Brink Lindsey has a series of Substack posts on the Great Stagnation. The first two

are very good reviews and summaries of where we stand. The third discusses what Brink calls The Anti-Promethean Backlash

…the anti-Promethean backlash — the broad-based cultural turn away from those forms of technological progress that extend and amplify human mastery over the physical world. The quest to build bigger, go farther and faster and higher, and harness ever greater sources of power was, if not abandoned, then greatly deprioritized in the United States and other rich democracies starting in the 1960s and 70s. We made it to the moon, and then stopped going. We pioneered commercial supersonic air travel, and then discontinued it. We developed nuclear power, and then stopped building new plants. There is really no precedent for this kind of abdication of powers in Western modernity; one historical parallel that comes to mind is the Ming dynasty’s abandonment of its expeditionary treasure fleet after the voyages of Zheng He.

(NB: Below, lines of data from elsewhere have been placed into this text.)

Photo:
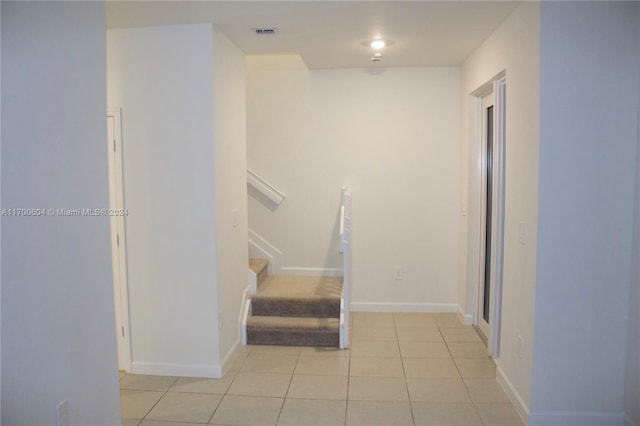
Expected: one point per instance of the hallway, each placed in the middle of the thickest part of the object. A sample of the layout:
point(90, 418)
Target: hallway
point(401, 369)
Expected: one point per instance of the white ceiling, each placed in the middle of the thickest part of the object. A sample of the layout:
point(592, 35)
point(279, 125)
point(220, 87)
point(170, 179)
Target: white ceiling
point(330, 34)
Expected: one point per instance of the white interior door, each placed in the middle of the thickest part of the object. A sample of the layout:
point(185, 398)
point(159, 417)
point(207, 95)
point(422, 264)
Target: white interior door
point(117, 217)
point(492, 139)
point(484, 286)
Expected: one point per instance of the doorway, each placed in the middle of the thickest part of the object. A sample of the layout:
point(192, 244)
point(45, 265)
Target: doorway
point(117, 214)
point(488, 187)
point(489, 136)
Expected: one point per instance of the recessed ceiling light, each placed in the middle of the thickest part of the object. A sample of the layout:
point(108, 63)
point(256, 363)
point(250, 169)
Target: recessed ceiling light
point(266, 31)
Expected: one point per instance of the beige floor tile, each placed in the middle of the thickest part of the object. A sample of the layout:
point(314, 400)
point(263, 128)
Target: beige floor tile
point(476, 368)
point(136, 404)
point(198, 385)
point(267, 362)
point(437, 390)
point(376, 367)
point(260, 384)
point(499, 415)
point(485, 391)
point(313, 350)
point(430, 367)
point(460, 334)
point(238, 361)
point(324, 365)
point(318, 387)
point(374, 333)
point(468, 350)
point(375, 349)
point(373, 319)
point(450, 322)
point(245, 410)
point(417, 319)
point(419, 334)
point(146, 382)
point(424, 350)
point(445, 414)
point(368, 413)
point(312, 412)
point(378, 389)
point(185, 407)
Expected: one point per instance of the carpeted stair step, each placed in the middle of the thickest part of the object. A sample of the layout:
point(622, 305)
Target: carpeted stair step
point(289, 296)
point(259, 267)
point(288, 331)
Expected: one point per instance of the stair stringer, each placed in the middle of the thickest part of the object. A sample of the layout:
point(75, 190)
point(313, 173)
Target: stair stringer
point(259, 248)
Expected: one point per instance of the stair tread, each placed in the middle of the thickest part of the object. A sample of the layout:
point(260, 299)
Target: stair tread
point(300, 288)
point(293, 323)
point(258, 265)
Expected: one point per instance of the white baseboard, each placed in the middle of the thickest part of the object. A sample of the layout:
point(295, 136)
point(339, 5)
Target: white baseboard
point(575, 418)
point(465, 319)
point(229, 358)
point(518, 403)
point(172, 369)
point(403, 307)
point(628, 421)
point(311, 272)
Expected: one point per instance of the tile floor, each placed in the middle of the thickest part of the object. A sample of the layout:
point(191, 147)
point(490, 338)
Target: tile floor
point(401, 369)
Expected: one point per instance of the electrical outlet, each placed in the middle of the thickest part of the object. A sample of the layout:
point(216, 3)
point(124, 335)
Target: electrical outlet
point(63, 413)
point(520, 347)
point(398, 273)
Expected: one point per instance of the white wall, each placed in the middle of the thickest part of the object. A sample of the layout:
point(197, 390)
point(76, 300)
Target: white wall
point(392, 135)
point(58, 340)
point(230, 164)
point(166, 93)
point(589, 68)
point(513, 48)
point(632, 374)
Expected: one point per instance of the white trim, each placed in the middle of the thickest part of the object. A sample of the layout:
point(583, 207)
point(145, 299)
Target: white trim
point(575, 418)
point(311, 272)
point(265, 188)
point(497, 255)
point(263, 249)
point(518, 403)
point(465, 319)
point(259, 248)
point(404, 307)
point(213, 371)
point(118, 241)
point(628, 421)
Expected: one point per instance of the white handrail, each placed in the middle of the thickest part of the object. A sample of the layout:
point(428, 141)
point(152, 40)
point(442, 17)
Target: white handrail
point(345, 250)
point(266, 188)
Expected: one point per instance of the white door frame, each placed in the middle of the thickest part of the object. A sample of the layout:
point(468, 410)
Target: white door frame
point(118, 241)
point(477, 208)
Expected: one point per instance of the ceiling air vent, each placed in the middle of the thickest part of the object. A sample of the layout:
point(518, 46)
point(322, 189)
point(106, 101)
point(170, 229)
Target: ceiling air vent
point(266, 31)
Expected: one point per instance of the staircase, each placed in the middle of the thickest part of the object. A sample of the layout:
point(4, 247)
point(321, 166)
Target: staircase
point(294, 310)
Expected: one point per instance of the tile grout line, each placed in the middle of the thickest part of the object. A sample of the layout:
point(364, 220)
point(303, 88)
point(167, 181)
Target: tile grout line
point(404, 372)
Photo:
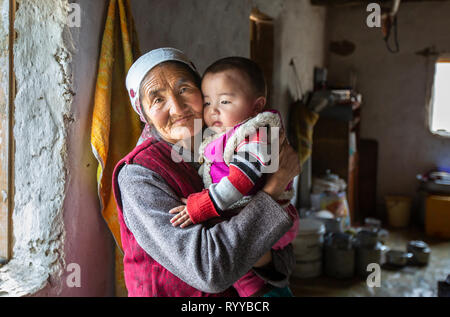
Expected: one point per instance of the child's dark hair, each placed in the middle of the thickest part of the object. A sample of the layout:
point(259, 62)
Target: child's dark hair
point(246, 66)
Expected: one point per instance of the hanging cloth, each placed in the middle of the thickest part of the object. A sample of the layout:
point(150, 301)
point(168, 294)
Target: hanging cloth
point(115, 126)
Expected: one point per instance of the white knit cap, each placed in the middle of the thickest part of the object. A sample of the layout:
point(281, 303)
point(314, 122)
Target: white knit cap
point(144, 64)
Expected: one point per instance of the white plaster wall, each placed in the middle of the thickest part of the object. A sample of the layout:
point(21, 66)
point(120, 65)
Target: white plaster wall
point(40, 156)
point(56, 219)
point(394, 89)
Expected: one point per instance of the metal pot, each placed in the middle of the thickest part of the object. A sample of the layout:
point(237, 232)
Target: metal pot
point(421, 252)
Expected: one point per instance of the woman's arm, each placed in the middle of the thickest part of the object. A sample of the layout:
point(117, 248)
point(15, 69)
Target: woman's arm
point(209, 259)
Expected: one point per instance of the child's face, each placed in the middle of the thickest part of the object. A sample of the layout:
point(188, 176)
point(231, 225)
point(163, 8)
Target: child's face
point(228, 99)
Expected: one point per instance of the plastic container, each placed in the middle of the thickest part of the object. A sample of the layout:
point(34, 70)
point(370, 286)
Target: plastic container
point(398, 210)
point(308, 246)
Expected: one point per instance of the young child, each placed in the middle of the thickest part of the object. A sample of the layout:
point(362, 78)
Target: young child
point(236, 155)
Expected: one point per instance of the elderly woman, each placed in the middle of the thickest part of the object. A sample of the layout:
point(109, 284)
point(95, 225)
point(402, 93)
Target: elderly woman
point(205, 259)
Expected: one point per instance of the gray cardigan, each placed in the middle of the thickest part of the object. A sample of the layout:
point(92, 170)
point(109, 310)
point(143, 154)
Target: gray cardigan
point(209, 258)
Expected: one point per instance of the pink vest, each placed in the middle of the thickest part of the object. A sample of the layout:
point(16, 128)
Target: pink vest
point(144, 277)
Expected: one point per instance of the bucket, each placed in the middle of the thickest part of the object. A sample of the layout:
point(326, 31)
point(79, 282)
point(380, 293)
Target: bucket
point(398, 210)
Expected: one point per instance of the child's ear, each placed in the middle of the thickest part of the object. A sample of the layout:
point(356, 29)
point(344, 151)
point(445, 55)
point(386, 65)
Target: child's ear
point(259, 104)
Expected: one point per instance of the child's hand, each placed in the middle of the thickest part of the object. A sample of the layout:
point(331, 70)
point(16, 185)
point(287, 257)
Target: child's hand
point(182, 217)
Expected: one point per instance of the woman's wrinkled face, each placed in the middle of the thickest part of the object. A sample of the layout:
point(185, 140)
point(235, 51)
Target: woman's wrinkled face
point(171, 101)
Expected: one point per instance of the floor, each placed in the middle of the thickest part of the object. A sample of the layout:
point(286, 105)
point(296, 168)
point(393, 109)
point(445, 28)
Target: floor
point(408, 281)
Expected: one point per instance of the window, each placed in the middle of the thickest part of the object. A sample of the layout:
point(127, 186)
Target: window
point(440, 101)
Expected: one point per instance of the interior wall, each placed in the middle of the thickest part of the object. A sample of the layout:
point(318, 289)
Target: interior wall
point(209, 30)
point(394, 89)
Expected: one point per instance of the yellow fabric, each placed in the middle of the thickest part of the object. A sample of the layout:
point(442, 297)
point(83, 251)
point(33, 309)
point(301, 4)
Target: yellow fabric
point(115, 126)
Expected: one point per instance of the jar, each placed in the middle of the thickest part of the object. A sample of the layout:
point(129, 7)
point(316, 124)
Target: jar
point(339, 255)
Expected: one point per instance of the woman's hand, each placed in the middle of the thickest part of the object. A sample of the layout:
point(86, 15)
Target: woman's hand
point(289, 167)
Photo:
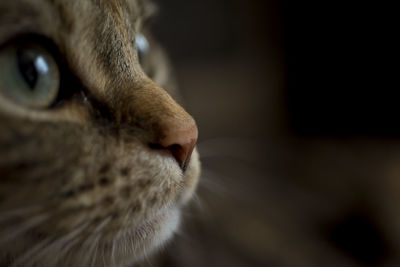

…And this is what happened as a result:

Source: J. Storrs Hall, Where Is My Flying Car?

This is a chart of U.S. energy consumption per capita, which until around 1970 showed steady exponential growth of around 2 percent a year. The author calls this the “Henry Adams curve,” since the historian was an early observer of this phenomenon. But around 1970, the Henry Adams curve met the anti-Promethean backlash — and the backlash won.

The chart comes from Where Is My Flying Car? by J. Storrs Hall. It’s a weird, wacky book that rambles all over the place; it’s also brilliant, and it changed my mind about a matter of great importance.

Before reading Hall, if I had seen this chart — and maybe I did see something like it before, I’m not sure — I would have had a completely different reaction. My response would have been along the lines of: “Wow, look at capitalism’s ever-increasing energy efficiency. We’re getting more GDP per kilowatt-hour than ever before, thanks to information technology and the steady dematerialization of economic life. All hail postmaterialist capitalism!”

But Hall argues convincingly that the plateauing of the Henry Adams curve didn’t represent the natural evolution of capitalism in the Information Age. The bending of that curve, he claims, constituted self-inflicted injury. Our midcentury dreams of future progress — flying cars, nuclear power too cheap to meter, moon bases and underwater cities — didn’t fail to materialize simply because we were lousy at guessing how technology would actually develop. They failed to materialize because the anti-Promethean backlash, aided by with loss-averse apathy, left them strangled in their cribs.

He is especially convincing on nuclear power. My prior impression was that nuclear power had always been a high-cost white elephant propped up only by subsidies, but Hall documents that back in the 1950s and 60s, the cost of new plants was falling about 25 percent for every doubling of total capacity — a classic learning-curve trajectory that was abruptly halted in the 1970s by suffocating regulation. In 1974 the Atomic Energy Commission was abolished and the new Nuclear Regulatory Commission was established. In the almost half-century since then, there has not been a single new nuclear power plant approved and then subsequently built.